David Frum

08.14.12

David's Book Club: Cosa Nostra (Part 1)

Blog readers know I've been obsessing this summer over the causes of southern Italian underdevelopment. One obvious hypothesis blames the relative poverty of southern Italy on organized crime, a problem so associated with Italy that "mafia" ranks along with "pizza" as one of the planet's most universally used Italian words.

Wanting to learn more, I turned to John Dickie's Cosa Nostra, the most acclaimed of all English-language Mafia studies. Dickie convincingly argues that the answer to my core question is: No. Dickie shows that organized crime generally, and the Sicilian Mafia in particular, has certainly battened on Sicily, stealing wealth and discouraging legitimate business. But he argues—and I think very convincingly—that organized crime should be seen as a consequence of Southern Italy's (relative) under-development, not a cause.

Cosa Nostra is a history, not a treatise, and a gripping history at that. One of the back-cover blurbs promises that the book contains enough lurid stories for a dozen movies. That is a modest count. The Mafia stories Dickie tells are not only horrifying in their audacious violence, but deeply disturbing in their revelations of complicity between the Mafia and other Italian institutions, reaching to the highest levels of the state.

Yet in this history is an argument, and an important one. Organized crime exists always and everywhere. But the particular form of organized crime that is the Mafia arose in specific conditions and to seize certain opportunities in one particular place. The Mafia is an alternative state, one capable of executing functions of government. It does not merely traffic in narcotics, or bootleg liquor, or fence stolen goods, although of course individual Mafiosi have done all those things. The Mafia's core business has always been to sell protection. It finances itself by extracting taxes. It enforces its decisions by the exercise of violence, and until very recently, agents who used violence on its behalf could expect impunity. Most gangsters compete with other gangsters. The Mafia competes with Italy itself.

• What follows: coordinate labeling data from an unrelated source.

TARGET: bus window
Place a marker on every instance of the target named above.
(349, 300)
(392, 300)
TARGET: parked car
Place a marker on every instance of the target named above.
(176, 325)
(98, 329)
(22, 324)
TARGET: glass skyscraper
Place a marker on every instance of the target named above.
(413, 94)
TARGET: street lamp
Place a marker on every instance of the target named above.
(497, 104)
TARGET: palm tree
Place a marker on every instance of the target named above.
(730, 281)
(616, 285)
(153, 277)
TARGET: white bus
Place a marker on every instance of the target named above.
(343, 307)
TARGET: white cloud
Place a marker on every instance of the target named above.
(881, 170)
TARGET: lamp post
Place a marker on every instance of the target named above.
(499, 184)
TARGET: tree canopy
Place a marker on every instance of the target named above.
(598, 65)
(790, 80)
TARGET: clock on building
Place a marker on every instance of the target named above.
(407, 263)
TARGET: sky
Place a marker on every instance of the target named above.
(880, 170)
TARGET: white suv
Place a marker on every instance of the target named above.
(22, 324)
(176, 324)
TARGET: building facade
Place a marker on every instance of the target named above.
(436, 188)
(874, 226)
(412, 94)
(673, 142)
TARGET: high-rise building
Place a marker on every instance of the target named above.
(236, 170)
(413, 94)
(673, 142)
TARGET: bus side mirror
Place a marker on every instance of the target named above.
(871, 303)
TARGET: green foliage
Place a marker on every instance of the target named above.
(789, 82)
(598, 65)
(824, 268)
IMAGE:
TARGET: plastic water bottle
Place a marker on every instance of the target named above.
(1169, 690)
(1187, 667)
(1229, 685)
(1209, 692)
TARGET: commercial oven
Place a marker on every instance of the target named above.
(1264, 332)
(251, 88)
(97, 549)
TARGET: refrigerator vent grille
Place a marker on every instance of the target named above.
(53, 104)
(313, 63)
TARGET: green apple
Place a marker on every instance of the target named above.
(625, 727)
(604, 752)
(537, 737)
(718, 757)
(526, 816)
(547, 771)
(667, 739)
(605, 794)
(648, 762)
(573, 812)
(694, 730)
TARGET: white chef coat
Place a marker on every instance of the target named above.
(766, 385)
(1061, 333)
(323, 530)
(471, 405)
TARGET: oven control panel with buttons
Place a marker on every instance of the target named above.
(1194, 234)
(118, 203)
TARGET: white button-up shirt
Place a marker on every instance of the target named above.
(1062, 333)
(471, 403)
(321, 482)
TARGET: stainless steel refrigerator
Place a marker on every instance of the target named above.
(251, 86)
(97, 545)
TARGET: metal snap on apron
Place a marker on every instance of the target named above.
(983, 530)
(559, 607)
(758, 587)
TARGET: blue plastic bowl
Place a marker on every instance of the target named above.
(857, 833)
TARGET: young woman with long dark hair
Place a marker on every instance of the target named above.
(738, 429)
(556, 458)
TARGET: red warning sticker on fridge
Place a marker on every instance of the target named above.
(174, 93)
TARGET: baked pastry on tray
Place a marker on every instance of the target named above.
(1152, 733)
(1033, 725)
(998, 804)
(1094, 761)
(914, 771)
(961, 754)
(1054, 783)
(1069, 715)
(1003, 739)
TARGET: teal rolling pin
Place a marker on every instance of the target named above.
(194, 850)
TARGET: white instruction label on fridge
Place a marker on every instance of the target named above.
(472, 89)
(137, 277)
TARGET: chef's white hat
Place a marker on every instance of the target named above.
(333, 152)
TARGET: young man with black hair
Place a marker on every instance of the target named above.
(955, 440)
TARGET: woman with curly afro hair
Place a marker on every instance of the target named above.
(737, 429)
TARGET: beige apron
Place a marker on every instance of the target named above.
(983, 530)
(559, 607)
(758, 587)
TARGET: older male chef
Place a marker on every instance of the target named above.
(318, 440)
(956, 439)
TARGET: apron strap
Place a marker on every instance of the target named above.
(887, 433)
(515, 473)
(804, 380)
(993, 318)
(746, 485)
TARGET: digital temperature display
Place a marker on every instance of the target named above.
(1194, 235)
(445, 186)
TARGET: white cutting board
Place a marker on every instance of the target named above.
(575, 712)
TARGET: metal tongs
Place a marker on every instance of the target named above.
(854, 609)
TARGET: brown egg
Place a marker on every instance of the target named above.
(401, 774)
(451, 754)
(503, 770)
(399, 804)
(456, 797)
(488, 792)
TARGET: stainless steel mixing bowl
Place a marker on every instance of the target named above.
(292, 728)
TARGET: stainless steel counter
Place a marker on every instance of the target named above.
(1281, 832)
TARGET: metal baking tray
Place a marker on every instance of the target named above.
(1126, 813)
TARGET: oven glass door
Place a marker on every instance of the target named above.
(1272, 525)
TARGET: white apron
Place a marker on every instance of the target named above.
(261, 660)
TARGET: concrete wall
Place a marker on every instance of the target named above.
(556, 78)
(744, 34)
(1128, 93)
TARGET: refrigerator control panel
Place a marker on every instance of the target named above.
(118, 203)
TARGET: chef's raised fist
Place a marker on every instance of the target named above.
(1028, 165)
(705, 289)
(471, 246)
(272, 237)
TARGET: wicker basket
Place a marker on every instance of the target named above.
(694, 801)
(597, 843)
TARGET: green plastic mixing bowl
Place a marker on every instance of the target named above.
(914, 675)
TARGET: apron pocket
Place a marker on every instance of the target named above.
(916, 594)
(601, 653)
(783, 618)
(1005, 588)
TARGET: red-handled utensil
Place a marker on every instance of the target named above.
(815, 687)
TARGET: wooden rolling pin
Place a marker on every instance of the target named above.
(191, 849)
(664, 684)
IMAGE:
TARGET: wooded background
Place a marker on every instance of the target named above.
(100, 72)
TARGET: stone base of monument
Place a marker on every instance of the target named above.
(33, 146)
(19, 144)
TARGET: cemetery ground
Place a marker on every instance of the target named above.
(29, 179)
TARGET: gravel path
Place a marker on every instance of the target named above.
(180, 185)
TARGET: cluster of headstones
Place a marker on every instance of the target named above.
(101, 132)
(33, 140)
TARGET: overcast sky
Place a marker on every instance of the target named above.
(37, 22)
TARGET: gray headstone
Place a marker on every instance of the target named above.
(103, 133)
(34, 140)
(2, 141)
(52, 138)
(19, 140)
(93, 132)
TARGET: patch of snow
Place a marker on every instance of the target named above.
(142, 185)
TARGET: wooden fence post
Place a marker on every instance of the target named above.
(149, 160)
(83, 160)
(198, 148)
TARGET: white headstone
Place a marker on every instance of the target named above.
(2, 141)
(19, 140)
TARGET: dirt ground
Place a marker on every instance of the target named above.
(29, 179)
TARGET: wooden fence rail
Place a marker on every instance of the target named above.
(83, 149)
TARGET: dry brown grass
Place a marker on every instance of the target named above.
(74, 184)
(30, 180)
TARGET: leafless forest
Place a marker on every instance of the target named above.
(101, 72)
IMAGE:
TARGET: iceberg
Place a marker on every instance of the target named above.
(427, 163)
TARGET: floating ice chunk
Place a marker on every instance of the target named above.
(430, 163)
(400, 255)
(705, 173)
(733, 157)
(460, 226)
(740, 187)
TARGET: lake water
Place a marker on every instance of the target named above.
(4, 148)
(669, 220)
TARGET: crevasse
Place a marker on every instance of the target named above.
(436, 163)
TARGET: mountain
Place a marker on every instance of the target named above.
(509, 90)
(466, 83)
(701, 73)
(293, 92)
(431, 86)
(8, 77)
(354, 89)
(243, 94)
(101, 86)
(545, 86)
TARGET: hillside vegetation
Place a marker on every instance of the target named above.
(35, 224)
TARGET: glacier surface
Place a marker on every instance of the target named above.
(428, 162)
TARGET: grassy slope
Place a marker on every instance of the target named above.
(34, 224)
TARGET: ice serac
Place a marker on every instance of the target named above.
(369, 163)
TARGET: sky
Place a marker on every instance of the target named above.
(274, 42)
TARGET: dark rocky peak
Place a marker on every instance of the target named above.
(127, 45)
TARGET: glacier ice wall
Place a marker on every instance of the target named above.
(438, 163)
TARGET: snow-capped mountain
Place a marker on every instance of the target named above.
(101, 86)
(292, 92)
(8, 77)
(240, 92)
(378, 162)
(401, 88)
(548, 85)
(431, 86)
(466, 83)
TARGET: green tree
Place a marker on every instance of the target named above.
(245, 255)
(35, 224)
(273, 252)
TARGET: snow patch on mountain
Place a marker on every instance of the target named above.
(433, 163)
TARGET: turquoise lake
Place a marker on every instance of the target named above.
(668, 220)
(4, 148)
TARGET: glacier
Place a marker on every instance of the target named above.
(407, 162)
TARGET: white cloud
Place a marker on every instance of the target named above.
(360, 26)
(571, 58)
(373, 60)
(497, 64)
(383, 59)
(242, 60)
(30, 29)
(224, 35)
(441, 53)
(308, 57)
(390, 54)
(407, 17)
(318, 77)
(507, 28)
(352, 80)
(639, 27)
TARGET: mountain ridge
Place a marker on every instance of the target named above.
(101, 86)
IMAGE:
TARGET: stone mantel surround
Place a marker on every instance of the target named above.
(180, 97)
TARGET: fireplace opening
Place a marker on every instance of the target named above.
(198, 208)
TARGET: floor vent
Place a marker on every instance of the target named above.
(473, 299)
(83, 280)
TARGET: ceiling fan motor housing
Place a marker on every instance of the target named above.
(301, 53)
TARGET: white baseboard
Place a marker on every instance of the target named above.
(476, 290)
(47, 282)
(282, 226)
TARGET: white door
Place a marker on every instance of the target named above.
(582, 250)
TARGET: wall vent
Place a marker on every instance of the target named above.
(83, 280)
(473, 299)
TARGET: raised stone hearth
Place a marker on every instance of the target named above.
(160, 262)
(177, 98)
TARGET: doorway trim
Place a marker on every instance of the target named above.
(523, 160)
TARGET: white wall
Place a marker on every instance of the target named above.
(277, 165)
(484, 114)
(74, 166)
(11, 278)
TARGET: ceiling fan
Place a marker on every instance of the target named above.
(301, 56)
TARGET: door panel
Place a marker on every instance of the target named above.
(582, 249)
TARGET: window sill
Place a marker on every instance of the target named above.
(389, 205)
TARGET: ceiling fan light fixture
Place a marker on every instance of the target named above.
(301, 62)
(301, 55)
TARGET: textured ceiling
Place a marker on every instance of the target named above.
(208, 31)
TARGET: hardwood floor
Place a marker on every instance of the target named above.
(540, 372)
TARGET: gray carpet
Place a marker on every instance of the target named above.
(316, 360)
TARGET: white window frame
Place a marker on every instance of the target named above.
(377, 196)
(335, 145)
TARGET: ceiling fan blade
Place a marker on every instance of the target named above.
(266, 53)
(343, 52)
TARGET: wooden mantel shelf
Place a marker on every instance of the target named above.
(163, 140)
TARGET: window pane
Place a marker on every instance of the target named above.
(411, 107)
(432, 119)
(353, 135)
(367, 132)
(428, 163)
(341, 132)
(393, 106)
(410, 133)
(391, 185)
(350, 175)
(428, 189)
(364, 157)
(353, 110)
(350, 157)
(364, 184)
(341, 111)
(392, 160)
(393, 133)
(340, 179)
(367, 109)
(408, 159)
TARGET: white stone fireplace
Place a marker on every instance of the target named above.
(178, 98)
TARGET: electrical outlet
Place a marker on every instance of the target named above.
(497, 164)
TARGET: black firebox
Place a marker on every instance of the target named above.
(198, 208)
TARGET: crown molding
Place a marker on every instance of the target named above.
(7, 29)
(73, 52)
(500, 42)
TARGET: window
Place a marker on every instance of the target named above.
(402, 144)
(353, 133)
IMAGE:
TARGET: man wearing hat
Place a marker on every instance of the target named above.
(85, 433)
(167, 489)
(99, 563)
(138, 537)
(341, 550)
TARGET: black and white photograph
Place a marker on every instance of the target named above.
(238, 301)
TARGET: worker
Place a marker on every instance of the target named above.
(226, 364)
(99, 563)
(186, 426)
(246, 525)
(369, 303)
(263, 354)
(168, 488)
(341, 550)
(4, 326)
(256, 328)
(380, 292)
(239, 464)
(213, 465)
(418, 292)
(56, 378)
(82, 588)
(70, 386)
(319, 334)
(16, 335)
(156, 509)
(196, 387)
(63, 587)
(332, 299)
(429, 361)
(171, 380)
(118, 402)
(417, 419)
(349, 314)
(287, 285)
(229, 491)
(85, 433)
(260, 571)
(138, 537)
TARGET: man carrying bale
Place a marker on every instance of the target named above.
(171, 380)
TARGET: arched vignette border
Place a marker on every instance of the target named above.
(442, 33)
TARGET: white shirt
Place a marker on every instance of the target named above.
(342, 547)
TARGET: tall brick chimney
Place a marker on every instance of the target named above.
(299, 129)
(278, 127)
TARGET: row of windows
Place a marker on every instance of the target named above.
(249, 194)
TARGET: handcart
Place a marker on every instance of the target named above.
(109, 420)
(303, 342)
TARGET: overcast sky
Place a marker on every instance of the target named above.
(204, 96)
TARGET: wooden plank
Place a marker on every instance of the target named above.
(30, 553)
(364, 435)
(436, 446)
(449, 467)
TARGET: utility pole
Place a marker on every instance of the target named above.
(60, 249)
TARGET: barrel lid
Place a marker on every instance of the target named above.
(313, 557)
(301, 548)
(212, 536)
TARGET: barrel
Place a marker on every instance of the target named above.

Dickie is determined to refute the theory that the Mafia grows out of some primitive Sicilian culture of vendetta, that is a survival from a more primitive order of society, more a habit of mind than an institution. His key claim is that the Mafia is not an unconscious expression of culture. It is a conscious creation of human beings. It is a thing. It had a beginning and—he insists—therefore must have an end. In fact, at many moments, it seemed that its end was imminent. It was saved in every case by the same fact that enabled its creation: the weakness of the Italian state.